Penyakit Parro

Penyakit burung beo atau sindrom burung beo merupakan penyakit saraf yang disebabkan oleh infeksi sifilis dan disertai gangguan jiwa. Infeksi ini merupakan salah satu infeksi paling berbahaya di dunia karena dapat menyebabkan masalah kesehatan yang tidak dapat diperbaiki. Pada tahun 1930, J. S. Parrott pertama kali mendeskripsikan gambaran klinis burung beo



Pengantar penyakit parro

Penyakit burung beo merupakan penyakit peradangan kronis yang terjadi akibat gangguan sirkulasi dan sistem kekebalan tubuh. Hal ini dapat memanifestasikan dirinya dalam berbagai bentuk, termasuk kelumpuhan, radang sumsum tulang belakang, kerusakan sistem saraf dan gejala lainnya. Pada artikel ini kita akan melihat tanda-tanda utama penyakit burung beo, penyebab dan metode pengobatannya.

Apa itu penyakit parro

Istilah "penyakit burung beo" diciptakan oleh ahli saraf Perancis Jean Maté de La Reuleau pada tahun 1902. Penyakit ini telah dijelaskan pada orang yang menderita sifilis. Pada awalnya penyakit ini disebut "pseudoparalysis sifilis", tetapi kemudian karakteristik somatoneurologis umumnya ditemukan pada sejumlah besar pasien dan patologi dipindahkan ke kategori bentuk nosologis dan diganti namanya menjadi "pseudoparros". Menurut data modern, penyakit ini menonjol sebagai subkelompok independen di antara sejumlah penyakit yang ditandai dengan perjalanan bertahap, yang secara klinis dimanifestasikan oleh berbagai lesi neurologis yang dapat berkembang secara berurutan (ini sering terjadi pada apa yang disebut “pseudopoliomielitis spastik tulang belakang” atau “syringomyelia”), atau simetris dengan satu sisi sumsum tulang belakang atau otak.
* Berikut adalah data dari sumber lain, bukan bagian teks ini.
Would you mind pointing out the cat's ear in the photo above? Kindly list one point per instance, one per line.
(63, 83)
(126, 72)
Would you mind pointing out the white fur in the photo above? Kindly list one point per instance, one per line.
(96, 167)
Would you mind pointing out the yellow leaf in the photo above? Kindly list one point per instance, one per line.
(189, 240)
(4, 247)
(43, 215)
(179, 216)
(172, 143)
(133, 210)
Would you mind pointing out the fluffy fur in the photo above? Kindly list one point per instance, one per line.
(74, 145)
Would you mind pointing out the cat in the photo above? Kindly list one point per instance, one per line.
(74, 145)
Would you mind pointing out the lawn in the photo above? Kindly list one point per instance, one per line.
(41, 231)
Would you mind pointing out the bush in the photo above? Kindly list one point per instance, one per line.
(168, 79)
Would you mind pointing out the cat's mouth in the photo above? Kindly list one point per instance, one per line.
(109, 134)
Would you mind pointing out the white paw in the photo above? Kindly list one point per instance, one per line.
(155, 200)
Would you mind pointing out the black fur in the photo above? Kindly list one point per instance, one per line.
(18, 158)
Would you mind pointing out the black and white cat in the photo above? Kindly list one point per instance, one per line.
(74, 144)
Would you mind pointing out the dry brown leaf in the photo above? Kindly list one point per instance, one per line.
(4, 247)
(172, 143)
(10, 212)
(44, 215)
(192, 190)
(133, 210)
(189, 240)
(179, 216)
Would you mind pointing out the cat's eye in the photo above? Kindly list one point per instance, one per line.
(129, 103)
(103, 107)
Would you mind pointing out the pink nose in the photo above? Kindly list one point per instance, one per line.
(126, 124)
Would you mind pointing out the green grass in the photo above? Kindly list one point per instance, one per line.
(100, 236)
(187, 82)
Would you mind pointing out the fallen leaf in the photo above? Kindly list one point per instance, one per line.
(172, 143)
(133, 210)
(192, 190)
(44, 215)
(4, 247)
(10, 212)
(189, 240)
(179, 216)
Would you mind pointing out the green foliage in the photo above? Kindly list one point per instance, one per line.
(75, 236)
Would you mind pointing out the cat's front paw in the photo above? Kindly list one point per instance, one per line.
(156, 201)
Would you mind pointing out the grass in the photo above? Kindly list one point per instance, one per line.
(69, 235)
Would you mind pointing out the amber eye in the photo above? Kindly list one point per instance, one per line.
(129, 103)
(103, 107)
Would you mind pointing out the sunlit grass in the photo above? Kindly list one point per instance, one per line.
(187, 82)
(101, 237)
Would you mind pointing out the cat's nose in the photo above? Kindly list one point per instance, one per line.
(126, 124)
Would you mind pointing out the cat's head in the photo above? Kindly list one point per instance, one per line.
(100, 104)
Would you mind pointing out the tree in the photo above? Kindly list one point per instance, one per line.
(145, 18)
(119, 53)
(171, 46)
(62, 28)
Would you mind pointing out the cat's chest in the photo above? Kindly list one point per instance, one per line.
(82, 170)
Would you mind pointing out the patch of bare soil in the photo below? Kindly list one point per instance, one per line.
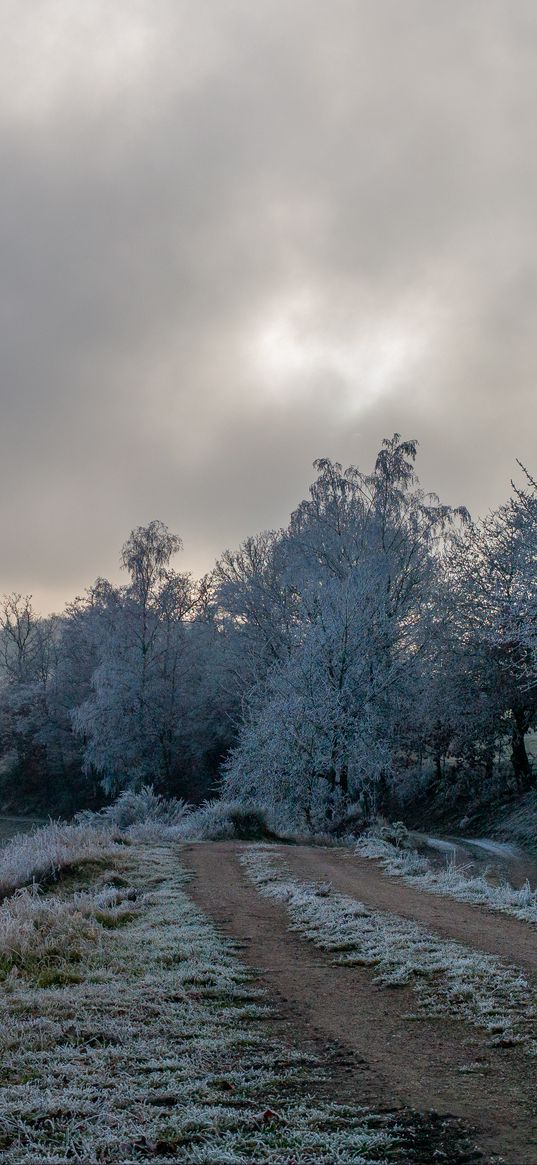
(374, 1054)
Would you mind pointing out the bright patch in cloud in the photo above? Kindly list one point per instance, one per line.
(369, 357)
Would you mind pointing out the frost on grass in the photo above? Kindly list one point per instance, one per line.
(449, 979)
(452, 882)
(161, 1052)
(48, 851)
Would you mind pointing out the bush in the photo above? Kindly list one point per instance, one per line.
(220, 820)
(142, 807)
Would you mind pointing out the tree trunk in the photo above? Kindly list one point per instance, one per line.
(520, 758)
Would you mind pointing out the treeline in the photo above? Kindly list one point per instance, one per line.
(380, 649)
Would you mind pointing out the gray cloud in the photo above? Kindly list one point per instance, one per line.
(239, 237)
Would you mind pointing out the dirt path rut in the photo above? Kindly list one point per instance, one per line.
(376, 1056)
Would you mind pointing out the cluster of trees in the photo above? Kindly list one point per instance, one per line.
(379, 645)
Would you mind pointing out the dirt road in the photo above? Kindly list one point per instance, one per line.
(374, 1053)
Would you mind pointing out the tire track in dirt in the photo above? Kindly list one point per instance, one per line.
(360, 877)
(383, 1059)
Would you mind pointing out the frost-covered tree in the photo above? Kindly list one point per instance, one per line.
(358, 558)
(133, 720)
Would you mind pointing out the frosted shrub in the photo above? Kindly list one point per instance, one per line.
(143, 807)
(55, 847)
(451, 882)
(219, 820)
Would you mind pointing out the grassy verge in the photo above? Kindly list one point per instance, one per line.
(159, 1047)
(449, 979)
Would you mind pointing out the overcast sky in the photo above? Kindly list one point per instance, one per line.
(241, 234)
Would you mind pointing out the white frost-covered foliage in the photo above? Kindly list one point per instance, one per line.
(161, 1054)
(357, 564)
(42, 854)
(449, 979)
(145, 807)
(220, 820)
(146, 816)
(452, 882)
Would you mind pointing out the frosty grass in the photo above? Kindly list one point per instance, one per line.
(449, 979)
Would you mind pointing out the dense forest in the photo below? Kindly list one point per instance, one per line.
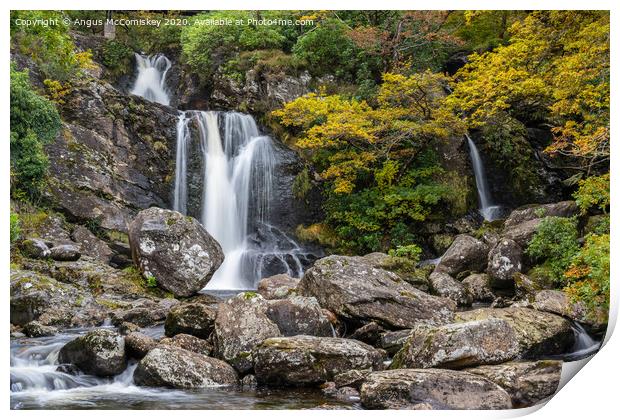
(378, 108)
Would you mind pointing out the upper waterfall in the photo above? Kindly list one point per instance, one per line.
(487, 209)
(151, 78)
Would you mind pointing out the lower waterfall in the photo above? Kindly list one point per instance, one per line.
(237, 174)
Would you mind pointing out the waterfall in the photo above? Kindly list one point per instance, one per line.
(151, 79)
(487, 209)
(238, 165)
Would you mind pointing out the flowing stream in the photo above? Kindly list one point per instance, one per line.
(487, 209)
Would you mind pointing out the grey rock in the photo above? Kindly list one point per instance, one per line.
(241, 325)
(356, 291)
(305, 360)
(504, 262)
(34, 248)
(479, 287)
(174, 367)
(138, 344)
(539, 333)
(442, 284)
(65, 253)
(465, 254)
(189, 342)
(174, 249)
(98, 352)
(436, 388)
(299, 316)
(279, 286)
(190, 318)
(455, 346)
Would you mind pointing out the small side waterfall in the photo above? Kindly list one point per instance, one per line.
(487, 209)
(238, 165)
(151, 79)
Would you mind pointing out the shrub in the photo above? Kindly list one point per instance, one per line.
(34, 122)
(555, 243)
(588, 277)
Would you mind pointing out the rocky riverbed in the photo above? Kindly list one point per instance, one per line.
(353, 332)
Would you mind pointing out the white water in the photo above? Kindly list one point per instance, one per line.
(488, 210)
(238, 166)
(151, 78)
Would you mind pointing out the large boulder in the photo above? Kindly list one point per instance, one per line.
(189, 342)
(277, 287)
(174, 367)
(504, 263)
(523, 214)
(478, 286)
(241, 324)
(174, 249)
(439, 389)
(98, 352)
(465, 254)
(538, 333)
(299, 316)
(442, 284)
(459, 345)
(358, 292)
(527, 382)
(305, 360)
(190, 318)
(138, 344)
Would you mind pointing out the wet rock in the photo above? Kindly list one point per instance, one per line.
(98, 352)
(138, 344)
(356, 291)
(539, 333)
(241, 324)
(393, 341)
(504, 263)
(189, 342)
(442, 284)
(36, 329)
(465, 254)
(34, 248)
(190, 318)
(279, 286)
(479, 288)
(455, 346)
(299, 316)
(38, 297)
(369, 333)
(528, 383)
(305, 360)
(65, 253)
(525, 288)
(174, 367)
(351, 378)
(91, 245)
(174, 249)
(531, 212)
(437, 388)
(127, 328)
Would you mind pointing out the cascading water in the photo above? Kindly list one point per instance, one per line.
(238, 166)
(151, 78)
(487, 209)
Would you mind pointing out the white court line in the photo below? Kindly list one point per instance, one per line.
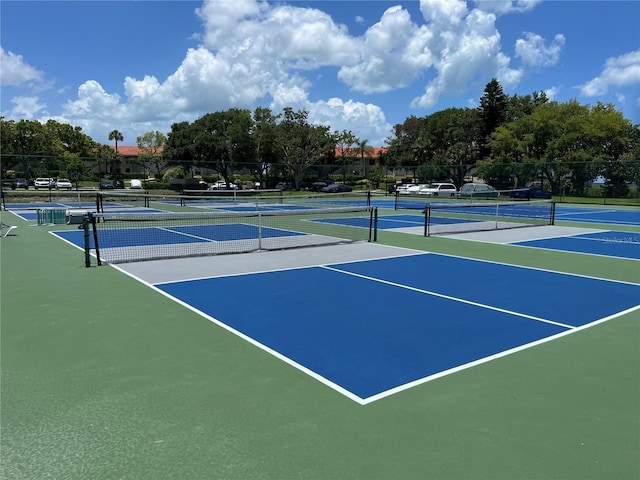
(449, 297)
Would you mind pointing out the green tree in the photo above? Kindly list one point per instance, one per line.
(266, 140)
(180, 144)
(117, 137)
(493, 113)
(223, 139)
(303, 144)
(345, 141)
(151, 146)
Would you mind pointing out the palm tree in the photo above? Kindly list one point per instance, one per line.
(365, 150)
(116, 135)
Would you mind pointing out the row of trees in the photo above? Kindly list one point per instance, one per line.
(511, 141)
(287, 144)
(508, 140)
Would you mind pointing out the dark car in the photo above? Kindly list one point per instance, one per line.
(318, 186)
(284, 186)
(19, 183)
(481, 190)
(336, 188)
(530, 192)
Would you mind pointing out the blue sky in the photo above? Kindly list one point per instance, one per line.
(358, 65)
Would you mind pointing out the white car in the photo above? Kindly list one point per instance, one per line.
(439, 190)
(222, 185)
(415, 189)
(44, 183)
(64, 183)
(403, 189)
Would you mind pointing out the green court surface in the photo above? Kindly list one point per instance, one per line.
(104, 378)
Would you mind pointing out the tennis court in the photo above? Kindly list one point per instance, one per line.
(411, 357)
(607, 243)
(367, 356)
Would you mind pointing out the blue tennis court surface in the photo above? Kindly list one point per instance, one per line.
(393, 323)
(137, 237)
(611, 244)
(622, 216)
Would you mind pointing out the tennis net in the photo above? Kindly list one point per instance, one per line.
(129, 237)
(229, 200)
(446, 218)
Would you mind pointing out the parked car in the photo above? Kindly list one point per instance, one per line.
(439, 190)
(319, 185)
(530, 192)
(222, 185)
(42, 182)
(64, 184)
(336, 188)
(403, 189)
(19, 183)
(415, 189)
(478, 190)
(284, 186)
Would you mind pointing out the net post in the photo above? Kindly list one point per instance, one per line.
(92, 219)
(427, 219)
(87, 243)
(373, 224)
(259, 230)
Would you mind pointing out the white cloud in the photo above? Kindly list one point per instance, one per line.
(503, 7)
(15, 71)
(534, 52)
(552, 92)
(367, 121)
(28, 107)
(257, 53)
(469, 54)
(618, 72)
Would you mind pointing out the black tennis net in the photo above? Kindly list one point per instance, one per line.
(225, 200)
(129, 237)
(457, 217)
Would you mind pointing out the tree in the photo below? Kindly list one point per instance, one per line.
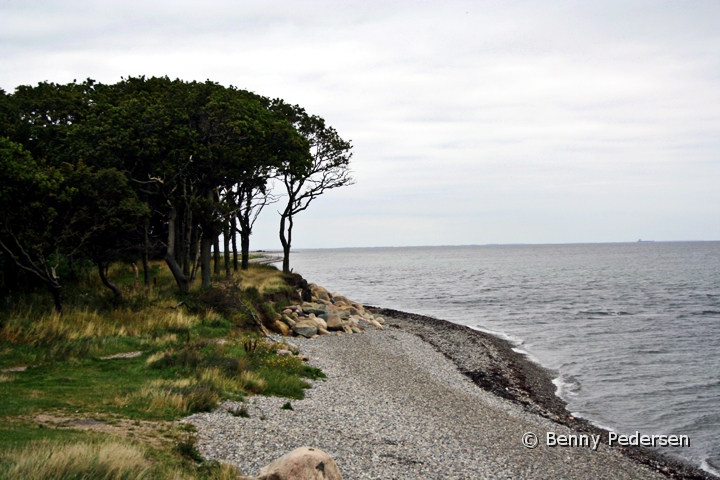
(35, 207)
(304, 181)
(106, 218)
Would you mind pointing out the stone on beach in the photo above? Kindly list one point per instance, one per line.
(333, 322)
(304, 463)
(281, 328)
(306, 328)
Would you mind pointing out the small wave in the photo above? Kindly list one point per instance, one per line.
(708, 467)
(514, 341)
(603, 313)
(566, 387)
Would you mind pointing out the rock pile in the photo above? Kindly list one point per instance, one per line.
(326, 313)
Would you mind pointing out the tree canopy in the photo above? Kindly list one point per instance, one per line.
(151, 168)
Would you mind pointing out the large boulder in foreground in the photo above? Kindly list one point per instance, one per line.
(304, 463)
(306, 328)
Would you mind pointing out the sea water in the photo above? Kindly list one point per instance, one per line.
(632, 329)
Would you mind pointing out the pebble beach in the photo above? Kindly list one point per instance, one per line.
(421, 399)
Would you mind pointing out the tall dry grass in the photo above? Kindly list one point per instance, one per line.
(46, 460)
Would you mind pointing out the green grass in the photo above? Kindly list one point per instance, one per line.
(194, 355)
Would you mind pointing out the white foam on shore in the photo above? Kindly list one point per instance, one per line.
(514, 341)
(705, 466)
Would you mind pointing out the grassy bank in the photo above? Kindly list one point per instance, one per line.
(94, 393)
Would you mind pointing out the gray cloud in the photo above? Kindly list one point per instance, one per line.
(473, 122)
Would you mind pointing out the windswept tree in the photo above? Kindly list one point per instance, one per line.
(32, 225)
(328, 167)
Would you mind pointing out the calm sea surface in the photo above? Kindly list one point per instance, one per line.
(632, 330)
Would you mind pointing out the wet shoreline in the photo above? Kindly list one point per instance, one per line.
(491, 364)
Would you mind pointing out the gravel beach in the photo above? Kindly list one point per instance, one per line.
(404, 403)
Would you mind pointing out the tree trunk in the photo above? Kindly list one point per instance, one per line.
(180, 278)
(226, 253)
(234, 239)
(285, 239)
(205, 254)
(216, 254)
(103, 276)
(135, 275)
(71, 266)
(145, 254)
(196, 261)
(187, 257)
(55, 292)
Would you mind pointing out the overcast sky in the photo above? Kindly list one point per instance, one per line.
(472, 122)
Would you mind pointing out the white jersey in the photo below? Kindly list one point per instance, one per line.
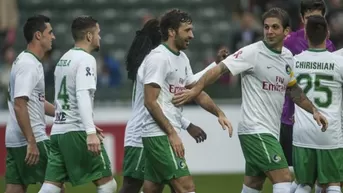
(266, 74)
(133, 130)
(76, 70)
(339, 52)
(26, 79)
(172, 72)
(320, 75)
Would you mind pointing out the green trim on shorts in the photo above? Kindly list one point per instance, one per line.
(70, 160)
(262, 153)
(161, 163)
(325, 166)
(134, 162)
(18, 172)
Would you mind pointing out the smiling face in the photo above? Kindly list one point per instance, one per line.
(183, 36)
(274, 33)
(46, 37)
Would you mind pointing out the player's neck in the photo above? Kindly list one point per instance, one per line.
(83, 46)
(37, 51)
(171, 46)
(318, 47)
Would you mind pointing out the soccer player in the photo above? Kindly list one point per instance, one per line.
(297, 43)
(146, 39)
(317, 155)
(77, 155)
(164, 72)
(266, 68)
(27, 143)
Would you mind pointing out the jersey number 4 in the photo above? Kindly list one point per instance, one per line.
(317, 88)
(63, 95)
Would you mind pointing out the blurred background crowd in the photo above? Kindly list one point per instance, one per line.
(217, 23)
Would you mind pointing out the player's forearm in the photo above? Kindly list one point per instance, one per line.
(208, 104)
(299, 97)
(198, 75)
(84, 103)
(49, 109)
(157, 114)
(185, 123)
(23, 119)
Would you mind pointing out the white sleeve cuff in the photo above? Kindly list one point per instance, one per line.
(86, 111)
(185, 123)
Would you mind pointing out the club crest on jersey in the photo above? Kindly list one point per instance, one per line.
(182, 164)
(41, 97)
(288, 69)
(276, 158)
(89, 72)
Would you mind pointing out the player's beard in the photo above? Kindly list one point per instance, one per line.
(96, 49)
(180, 43)
(274, 42)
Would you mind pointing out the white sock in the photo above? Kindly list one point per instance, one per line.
(109, 187)
(333, 189)
(49, 188)
(282, 187)
(294, 187)
(247, 189)
(303, 189)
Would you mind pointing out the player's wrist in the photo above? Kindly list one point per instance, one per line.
(31, 140)
(314, 110)
(171, 132)
(91, 131)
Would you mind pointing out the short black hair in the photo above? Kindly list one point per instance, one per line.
(34, 24)
(81, 25)
(146, 39)
(172, 20)
(312, 5)
(279, 13)
(316, 29)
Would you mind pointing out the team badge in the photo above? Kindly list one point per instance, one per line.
(288, 69)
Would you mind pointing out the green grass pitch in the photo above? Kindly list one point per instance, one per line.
(223, 183)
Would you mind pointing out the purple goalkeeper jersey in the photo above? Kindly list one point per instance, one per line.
(296, 43)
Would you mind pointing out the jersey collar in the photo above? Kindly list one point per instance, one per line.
(271, 49)
(28, 51)
(78, 48)
(172, 51)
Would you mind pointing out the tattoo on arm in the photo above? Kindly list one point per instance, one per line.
(299, 97)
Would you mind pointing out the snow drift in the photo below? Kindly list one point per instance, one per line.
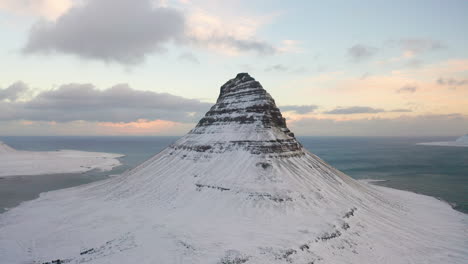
(14, 162)
(238, 188)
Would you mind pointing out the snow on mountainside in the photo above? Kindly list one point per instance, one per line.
(4, 148)
(460, 142)
(238, 188)
(14, 162)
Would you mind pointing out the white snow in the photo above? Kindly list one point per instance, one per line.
(14, 162)
(177, 210)
(460, 142)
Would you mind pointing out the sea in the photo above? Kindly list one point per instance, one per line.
(396, 162)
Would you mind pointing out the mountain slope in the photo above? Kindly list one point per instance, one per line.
(238, 188)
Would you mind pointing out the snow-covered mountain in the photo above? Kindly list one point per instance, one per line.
(238, 188)
(459, 142)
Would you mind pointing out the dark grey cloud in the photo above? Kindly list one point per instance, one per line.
(14, 91)
(123, 31)
(277, 67)
(119, 103)
(361, 52)
(361, 110)
(189, 57)
(354, 110)
(452, 82)
(407, 89)
(300, 109)
(423, 125)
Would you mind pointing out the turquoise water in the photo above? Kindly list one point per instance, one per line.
(441, 172)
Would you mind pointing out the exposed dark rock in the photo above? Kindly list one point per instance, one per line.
(350, 213)
(243, 102)
(200, 186)
(328, 236)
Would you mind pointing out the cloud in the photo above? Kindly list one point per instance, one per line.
(120, 31)
(189, 57)
(423, 125)
(227, 34)
(452, 82)
(14, 91)
(361, 52)
(119, 103)
(361, 110)
(50, 9)
(407, 89)
(300, 109)
(277, 67)
(354, 110)
(414, 46)
(400, 110)
(128, 31)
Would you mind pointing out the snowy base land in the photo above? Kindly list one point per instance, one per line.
(15, 162)
(460, 142)
(238, 188)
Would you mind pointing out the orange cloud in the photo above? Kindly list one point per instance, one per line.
(140, 127)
Diagnosis patologi ini dilakukan oleh ahli saraf spesialis. Penyebab Penyakit Parro

Penyebab penyakit burung beo masih belum sepenuhnya dipahami, namun diketahui bahwa faktor kuncinya adalah sebagai berikut: - Meningkatnya kadar kolesterol dalam darah; - Paparan virus herpes tipe 1; - Infeksi bakteri; - Gangguan pada saluran cerna; - Kehamilan; - Keturunan. Selain itu, banyak peneliti percaya bahwa gangguan kekebalan tubuh dan ketidakseimbangan fungsi sel kekebalan merupakan faktor penting.

Banyak pasien yang didiagnosis mengidap penyakit burung beo tidak menyadari hubungannya dengan penyakit menular seksual yang diketahui. Untuk menghindari kesalahan ini, pasien harus diperiksa tanpa memandang jenis kelamin, serta adanya tanda-tanda sifilis primer atau sekunder dan neurosifilis pada pasien, karena penyakit tersebut dapat disembunyikan dengan kedok penyakit burung beo. Hal ini penting untuk pengobatan tepat waktu dan pencegahan kemungkinan komplikasi.